Opinion: The major players are in big trouble over in little Farrer

By Mark Kenny

A version of this article was originally published by The Canberra Times.

The Australian literary giant, David Malouf - who died just a fortnight ago at 92 - once described his task as "going to an ordinary or familiar situation and, in some really attentive way, looking at it again and trying to discover a strangeness or mystery there that at a first glance you wouldn't see".

With that methodology in mind, let us consider the loss of faith in politics and ask why despite their falling support, Australia's traditional parties of government have so little stomach for changing course.

This, to be clear, is a bilateral problem with Labor's timidity in office exposing its claim to courageous reform as so much branding.

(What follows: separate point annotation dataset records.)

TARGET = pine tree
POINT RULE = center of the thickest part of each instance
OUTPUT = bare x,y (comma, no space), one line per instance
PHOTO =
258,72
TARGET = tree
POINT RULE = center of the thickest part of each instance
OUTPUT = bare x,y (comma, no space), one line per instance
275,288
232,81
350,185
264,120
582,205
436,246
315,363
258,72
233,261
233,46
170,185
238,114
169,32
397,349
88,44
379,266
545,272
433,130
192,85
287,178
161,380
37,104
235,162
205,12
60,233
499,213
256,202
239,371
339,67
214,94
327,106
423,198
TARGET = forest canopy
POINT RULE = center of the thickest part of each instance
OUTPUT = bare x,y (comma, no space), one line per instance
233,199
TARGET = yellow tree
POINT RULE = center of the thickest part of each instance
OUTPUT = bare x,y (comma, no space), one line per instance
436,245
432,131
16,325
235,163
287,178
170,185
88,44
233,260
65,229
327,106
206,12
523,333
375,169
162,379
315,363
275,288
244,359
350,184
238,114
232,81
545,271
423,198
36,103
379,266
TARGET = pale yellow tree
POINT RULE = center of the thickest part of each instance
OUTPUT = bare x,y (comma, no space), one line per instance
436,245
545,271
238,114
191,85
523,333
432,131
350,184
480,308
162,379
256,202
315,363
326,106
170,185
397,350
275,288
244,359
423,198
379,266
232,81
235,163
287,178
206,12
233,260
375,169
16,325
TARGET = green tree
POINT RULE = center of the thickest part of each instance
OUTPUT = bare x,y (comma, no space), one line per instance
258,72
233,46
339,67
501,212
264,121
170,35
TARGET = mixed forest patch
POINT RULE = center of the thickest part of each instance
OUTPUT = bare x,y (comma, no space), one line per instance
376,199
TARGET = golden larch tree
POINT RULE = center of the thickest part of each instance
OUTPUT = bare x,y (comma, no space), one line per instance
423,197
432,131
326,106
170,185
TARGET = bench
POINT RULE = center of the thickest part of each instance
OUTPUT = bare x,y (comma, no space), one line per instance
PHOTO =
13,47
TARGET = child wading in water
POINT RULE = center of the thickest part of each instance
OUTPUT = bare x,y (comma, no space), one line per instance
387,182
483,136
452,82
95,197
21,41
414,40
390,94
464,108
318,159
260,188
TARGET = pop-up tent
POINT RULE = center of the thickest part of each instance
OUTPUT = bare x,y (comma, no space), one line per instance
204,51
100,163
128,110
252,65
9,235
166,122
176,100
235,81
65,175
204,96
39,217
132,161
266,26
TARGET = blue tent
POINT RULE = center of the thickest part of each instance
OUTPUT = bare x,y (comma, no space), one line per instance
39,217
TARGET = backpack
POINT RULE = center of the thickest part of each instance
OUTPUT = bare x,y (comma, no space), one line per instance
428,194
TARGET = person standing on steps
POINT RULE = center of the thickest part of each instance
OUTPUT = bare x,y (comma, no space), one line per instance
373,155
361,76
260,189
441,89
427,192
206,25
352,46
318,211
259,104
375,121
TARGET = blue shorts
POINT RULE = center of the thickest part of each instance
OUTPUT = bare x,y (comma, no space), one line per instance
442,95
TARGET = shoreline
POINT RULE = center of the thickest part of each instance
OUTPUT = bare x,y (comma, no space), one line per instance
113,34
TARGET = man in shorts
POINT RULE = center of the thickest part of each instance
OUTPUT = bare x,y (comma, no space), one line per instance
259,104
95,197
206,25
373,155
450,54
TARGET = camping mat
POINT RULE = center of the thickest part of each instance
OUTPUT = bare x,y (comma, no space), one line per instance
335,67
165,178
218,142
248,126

The Liberal Party's decline is further advanced.

Illustrative of this problem is that none of the major parties is considered a realistic chance next weekend in a federal seat long held by the Liberals.

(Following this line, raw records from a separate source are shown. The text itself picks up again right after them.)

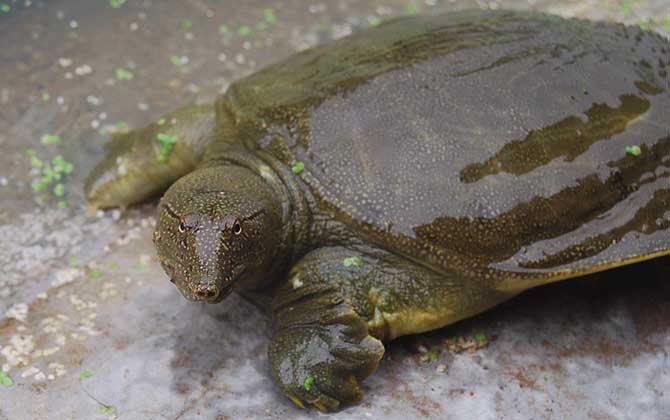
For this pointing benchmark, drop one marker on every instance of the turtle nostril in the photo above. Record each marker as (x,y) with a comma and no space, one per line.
(207,292)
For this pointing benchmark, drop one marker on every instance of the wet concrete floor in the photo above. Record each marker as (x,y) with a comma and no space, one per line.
(91,328)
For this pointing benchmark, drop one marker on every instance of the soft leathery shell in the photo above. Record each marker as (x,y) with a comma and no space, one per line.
(496,144)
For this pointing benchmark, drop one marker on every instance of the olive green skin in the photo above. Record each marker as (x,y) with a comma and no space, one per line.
(459,159)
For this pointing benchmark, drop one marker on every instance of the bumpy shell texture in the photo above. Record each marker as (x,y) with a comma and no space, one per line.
(488,143)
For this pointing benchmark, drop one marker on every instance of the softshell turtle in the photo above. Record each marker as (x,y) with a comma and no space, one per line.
(406,177)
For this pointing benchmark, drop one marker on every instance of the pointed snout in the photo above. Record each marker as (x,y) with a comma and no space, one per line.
(207,292)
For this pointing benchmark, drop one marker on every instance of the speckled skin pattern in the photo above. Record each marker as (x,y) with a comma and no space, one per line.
(450,162)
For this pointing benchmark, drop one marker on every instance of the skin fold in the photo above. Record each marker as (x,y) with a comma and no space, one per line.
(406,177)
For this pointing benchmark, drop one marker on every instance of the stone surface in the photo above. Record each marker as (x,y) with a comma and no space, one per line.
(91,328)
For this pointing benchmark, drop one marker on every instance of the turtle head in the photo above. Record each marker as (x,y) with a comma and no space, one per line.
(217,228)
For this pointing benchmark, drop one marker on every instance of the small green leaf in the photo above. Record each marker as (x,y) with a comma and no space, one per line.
(36,162)
(166,138)
(374,21)
(269,15)
(5,380)
(167,141)
(298,167)
(59,190)
(123,74)
(50,139)
(434,353)
(85,374)
(309,382)
(411,9)
(633,150)
(105,409)
(352,262)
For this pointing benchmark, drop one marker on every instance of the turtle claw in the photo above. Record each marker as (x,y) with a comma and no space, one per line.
(311,367)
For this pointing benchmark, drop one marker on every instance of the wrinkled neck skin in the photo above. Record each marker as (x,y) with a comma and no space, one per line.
(295,215)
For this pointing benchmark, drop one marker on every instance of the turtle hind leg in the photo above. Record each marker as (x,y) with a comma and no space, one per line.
(144,162)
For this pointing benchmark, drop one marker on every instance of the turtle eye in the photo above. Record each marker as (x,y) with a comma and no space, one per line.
(237,228)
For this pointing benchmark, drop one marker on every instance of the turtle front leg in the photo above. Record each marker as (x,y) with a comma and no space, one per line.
(321,348)
(144,162)
(338,303)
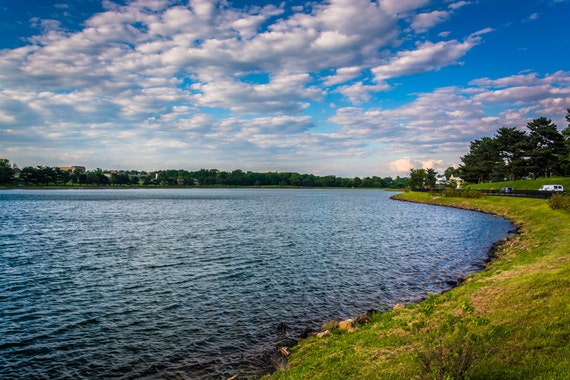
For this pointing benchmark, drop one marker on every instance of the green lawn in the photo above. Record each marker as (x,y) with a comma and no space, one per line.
(529,184)
(510,321)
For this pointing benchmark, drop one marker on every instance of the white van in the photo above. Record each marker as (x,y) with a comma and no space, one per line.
(551,188)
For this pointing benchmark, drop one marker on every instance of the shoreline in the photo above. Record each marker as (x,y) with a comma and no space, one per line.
(277,358)
(531,265)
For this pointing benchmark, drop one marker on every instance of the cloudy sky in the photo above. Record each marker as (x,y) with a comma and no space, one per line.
(342,87)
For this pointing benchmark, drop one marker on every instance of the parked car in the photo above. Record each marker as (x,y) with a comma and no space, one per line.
(559,188)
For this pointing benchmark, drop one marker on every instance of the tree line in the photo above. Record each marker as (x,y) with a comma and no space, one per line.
(513,154)
(49,176)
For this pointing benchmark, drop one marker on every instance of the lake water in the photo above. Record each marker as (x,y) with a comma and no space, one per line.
(194,283)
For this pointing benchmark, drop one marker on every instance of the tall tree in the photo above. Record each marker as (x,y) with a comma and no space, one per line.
(6,172)
(418,178)
(482,159)
(547,147)
(513,145)
(566,138)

What does it say of this party that it can neither win in the cities nor retain one of its safest seats in the regions?

If agrarian Angus Taylor is really a viable offering as PM in two years, his party should be a shoo-in for this dependably Coalition-friendly electorate.

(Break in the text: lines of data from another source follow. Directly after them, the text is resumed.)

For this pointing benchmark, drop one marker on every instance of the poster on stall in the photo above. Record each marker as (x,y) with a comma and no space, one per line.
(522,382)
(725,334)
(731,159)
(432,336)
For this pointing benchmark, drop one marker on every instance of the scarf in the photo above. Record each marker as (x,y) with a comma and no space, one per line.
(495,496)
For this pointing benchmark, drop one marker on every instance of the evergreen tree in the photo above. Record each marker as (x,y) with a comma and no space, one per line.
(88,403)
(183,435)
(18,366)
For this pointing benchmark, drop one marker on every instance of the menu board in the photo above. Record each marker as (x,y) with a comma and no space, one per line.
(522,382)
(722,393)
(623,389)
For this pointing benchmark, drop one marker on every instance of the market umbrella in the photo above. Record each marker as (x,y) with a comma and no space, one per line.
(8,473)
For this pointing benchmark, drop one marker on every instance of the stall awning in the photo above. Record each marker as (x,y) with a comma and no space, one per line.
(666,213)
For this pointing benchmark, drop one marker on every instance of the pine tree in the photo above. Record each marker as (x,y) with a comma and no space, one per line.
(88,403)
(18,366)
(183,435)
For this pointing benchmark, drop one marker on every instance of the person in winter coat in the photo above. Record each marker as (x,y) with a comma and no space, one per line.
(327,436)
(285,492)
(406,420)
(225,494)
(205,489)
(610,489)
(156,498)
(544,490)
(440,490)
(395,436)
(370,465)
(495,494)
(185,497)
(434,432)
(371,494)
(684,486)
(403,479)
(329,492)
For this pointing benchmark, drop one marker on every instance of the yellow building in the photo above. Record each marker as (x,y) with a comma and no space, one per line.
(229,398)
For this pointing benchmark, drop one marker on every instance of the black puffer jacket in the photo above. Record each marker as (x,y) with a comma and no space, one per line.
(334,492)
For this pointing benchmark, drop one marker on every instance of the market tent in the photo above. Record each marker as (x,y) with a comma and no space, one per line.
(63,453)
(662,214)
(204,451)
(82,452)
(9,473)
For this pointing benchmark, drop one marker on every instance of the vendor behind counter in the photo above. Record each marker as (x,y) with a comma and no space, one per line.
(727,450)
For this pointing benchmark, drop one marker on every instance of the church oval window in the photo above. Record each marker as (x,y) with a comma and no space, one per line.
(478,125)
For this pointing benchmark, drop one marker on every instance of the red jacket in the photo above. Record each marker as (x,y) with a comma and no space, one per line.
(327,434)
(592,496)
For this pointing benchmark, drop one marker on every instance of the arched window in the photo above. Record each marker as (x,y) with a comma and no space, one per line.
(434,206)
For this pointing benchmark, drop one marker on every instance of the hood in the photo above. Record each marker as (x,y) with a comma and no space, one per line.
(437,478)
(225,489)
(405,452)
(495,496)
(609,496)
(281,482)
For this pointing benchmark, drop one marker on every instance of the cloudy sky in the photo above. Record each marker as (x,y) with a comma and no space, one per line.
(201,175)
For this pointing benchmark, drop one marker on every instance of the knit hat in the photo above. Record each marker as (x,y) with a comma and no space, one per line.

Yet the race in Farrer is between a second-time community independent (Michelle Milthorpe) and a rookie One Nation candidate (David Farley) who had shopped around before bobbing up on the right-wing fringe.

Remember, Sussan Ley easily defeated Milthorpe in 2025 (when the Liberals were thrashed elsewhere) with 56.19 per cent to 43.81 per cent, two-party preferred.

A year later, the Lib-Nats are mere bystanders, so detached from their once locked-in base that they've preferenced Pauline Hanson's rancorous outfit above their new nemesis, the centrist Milthorpe.

Perhaps their decline is a function of inputs. As the frustrated Liberal Party campaigner for female quotas Charlotte Mortlock noted a year ago: "The average Liberal Party member is a male in his 70s. The average Australian is a 37-year-old female. And if we are going to continue to be hamstrung to a membership that's disconnected from society, then we deserve to keep losing".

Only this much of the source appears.